Does it make any difference which direction the end grain (growth rings) is oriented when gluing up boards?

I recently hand-planed some Home Depot 2 x 6's and glued them together (with splines) to make a wooden base for my bandsaw. After the glue dried I surface planed both faces flat, still using the hand plane. The assembled 22" x 28" pine panel base has been sitting on my on my bench for the past several days, during which I have observed it going from flat to cupped and back down again. I had glued the boards together with each board's end grain orientation the same, shown here labeled as A. But after watching the curling/ cupping and back down again, I wonder if I should have gone with B? Leaving the cup side up for a while, the cupping eventually relaxed back to the panel being flat!

Reactions: Sincere 1


----------



## Sprung (Jun 19, 2020)

When you brought your 2x6's home from Home Depot, did you let them dry before you worked with them? Construction lumber that you buy isn't truly dry - at least as we think of dry for woodworking uses. If possible, I always stack (with stickers) the construction lumber I buy for at lesat 2 or 3 weeks before using it so it can shed some of that excess moisture. I still can't find my moisture meter after moving, but where we previously lived, EMC was down in the 5 to 6% range and construction lumber I bought would often measure anywhere from 13 to 17% - a huge difference and far from truly dry.

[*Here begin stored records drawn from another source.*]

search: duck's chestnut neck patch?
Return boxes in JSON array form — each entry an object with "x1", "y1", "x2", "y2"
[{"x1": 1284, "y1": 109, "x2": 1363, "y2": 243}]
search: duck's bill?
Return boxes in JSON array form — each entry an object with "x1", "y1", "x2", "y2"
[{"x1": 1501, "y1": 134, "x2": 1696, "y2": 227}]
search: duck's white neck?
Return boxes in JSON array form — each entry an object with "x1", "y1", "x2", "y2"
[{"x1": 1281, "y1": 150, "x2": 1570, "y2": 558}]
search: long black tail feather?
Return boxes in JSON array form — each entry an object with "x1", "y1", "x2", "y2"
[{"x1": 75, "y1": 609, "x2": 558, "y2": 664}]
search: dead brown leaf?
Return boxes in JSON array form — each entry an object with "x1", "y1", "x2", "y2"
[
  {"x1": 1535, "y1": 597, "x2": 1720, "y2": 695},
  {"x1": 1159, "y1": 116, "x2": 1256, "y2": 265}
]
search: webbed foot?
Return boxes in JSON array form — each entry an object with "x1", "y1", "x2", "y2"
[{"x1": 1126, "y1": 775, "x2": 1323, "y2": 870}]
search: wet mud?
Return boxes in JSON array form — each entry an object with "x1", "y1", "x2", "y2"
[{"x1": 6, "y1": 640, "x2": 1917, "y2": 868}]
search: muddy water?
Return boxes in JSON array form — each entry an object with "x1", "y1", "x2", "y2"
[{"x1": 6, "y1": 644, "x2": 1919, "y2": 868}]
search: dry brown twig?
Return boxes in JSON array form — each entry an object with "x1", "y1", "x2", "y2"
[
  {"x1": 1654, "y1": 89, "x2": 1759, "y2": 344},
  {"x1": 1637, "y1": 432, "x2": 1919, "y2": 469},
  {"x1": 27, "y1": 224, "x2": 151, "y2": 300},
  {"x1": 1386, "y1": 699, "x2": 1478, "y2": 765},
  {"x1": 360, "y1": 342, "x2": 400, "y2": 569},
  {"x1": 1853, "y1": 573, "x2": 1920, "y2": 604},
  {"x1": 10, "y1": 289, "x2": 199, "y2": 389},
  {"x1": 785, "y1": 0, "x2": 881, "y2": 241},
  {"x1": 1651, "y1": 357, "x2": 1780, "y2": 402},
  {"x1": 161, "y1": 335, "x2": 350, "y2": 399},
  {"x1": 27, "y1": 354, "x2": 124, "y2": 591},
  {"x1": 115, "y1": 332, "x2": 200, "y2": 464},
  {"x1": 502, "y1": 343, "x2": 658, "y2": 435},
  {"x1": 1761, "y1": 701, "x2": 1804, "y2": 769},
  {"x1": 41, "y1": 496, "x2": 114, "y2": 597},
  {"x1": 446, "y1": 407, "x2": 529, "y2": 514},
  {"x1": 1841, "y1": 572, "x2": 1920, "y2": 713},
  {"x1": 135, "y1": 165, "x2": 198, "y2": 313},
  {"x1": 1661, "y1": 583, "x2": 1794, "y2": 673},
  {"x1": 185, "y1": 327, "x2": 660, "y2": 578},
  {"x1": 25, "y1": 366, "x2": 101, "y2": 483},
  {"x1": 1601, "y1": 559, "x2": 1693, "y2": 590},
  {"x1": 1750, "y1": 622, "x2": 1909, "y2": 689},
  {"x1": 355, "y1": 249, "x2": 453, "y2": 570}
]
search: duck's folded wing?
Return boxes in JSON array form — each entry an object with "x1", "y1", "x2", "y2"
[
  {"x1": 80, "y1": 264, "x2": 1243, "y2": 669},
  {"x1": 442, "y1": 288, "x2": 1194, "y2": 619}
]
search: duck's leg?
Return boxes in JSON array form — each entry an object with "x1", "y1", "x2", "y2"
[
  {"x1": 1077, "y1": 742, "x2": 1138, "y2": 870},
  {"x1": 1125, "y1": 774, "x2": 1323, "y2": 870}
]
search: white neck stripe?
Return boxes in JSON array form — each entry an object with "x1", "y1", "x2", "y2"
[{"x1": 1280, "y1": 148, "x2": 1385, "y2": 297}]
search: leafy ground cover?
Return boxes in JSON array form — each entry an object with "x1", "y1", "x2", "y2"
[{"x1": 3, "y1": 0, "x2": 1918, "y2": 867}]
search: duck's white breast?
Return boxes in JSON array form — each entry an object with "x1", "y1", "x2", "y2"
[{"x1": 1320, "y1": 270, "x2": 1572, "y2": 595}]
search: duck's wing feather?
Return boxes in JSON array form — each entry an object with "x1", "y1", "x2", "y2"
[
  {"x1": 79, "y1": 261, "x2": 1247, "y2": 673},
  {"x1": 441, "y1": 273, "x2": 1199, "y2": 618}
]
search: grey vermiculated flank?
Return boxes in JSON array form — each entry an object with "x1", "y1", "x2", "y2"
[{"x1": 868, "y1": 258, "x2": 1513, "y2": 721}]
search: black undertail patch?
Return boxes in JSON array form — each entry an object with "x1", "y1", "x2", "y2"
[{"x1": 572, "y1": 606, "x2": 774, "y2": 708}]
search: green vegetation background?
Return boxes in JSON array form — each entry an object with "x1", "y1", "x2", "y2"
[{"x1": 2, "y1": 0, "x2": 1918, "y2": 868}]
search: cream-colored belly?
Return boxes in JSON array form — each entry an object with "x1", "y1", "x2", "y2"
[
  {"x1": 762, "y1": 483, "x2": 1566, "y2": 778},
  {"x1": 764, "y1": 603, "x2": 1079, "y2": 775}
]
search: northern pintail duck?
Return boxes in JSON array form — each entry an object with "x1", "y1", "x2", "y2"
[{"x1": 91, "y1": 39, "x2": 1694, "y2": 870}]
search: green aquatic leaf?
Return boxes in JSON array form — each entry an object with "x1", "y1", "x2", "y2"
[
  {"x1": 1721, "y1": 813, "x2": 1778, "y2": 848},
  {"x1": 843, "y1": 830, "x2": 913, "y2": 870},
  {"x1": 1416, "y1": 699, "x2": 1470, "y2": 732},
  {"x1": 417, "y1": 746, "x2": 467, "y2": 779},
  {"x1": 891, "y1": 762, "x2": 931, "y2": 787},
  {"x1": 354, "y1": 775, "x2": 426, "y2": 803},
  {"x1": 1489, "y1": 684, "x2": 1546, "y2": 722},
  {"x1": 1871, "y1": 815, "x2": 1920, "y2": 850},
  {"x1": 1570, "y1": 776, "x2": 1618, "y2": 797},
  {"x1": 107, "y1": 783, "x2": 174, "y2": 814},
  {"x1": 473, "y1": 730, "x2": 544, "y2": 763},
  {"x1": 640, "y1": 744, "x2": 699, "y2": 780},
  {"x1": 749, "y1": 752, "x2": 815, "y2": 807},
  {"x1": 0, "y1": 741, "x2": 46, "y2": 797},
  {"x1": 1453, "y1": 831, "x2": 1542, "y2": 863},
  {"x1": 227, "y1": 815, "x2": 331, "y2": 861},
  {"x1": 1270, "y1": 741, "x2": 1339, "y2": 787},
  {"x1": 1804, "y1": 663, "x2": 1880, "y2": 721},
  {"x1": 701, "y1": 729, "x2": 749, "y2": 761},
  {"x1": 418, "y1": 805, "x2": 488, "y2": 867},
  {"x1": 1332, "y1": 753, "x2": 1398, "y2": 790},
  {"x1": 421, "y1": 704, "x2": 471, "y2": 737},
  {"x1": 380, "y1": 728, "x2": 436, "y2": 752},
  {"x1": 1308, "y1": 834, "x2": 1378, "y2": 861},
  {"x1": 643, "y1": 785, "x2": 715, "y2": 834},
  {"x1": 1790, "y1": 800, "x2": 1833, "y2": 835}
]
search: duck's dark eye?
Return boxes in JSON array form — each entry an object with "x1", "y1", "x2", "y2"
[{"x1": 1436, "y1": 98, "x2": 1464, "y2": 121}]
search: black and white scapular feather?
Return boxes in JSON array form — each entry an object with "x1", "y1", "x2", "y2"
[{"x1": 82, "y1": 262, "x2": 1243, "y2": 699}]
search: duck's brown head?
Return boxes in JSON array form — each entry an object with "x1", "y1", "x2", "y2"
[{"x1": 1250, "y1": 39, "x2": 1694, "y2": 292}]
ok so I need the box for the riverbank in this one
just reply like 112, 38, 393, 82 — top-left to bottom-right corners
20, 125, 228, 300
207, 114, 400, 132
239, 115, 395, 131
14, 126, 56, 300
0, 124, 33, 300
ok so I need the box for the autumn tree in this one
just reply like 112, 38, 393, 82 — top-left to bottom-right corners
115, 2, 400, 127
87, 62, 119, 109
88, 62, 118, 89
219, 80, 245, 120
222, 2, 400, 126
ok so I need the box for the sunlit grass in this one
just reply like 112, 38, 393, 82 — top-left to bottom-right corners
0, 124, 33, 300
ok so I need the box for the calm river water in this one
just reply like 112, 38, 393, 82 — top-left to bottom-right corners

With the panel sitting flat on your bench, one side was exposed to air and was able to dry, the other couldn't - hence the cupping. As the other side then got a chance to dry out, it evened back out.

One thing I try to do when I'm building something - even if I'm using fully dried wood - is to stack all the parts with stickers between the various steps so that there is airflow all around the piece, so that it can shed (or pick up) any moisture equally, yielding less movement of the piece (such as the cupping you experienced).

Factoring in moisture and wood movement - and making sure that I don't have a large surface like that flat up against another surface - the grain orientation while gluing up hasn't mattered so much. But the wood does need to be dry first and you need to make sure that the whole piece has room to "breathe."

Reactions: Thank You! 1 | Agree 2 | Great Post 1 | Useful 2


----------



## FranklinWorkshops (Jun 19, 2020)

Left to its own tendencies, wood will always cup toward the outside of the tree. The bottom of the cup would be toward the pith. With that in mind, I always orient the wood as shown in your diagram B and I also use an odd number of boards so that the two end pieces will be oriented the same way. This method has worked for me. But @Sprung is exactly right about construction quality wood and assuring uniform air flow to avoid uneven moisture gain and loss.

Reactions: Thank You! 1 | Useful 3


----------



## V. Kelly Bellis (Jun 19, 2020)

Thank you for your responses gents!

Reactions: Like 1


----------



## Tony (Jun 19, 2020)

What Larry said!

Reactions: Like 1


----------



## pvwoodcrafts (Jun 20, 2020)

definitely - B

Reactions: Thank You! 1 | Useful 1


----------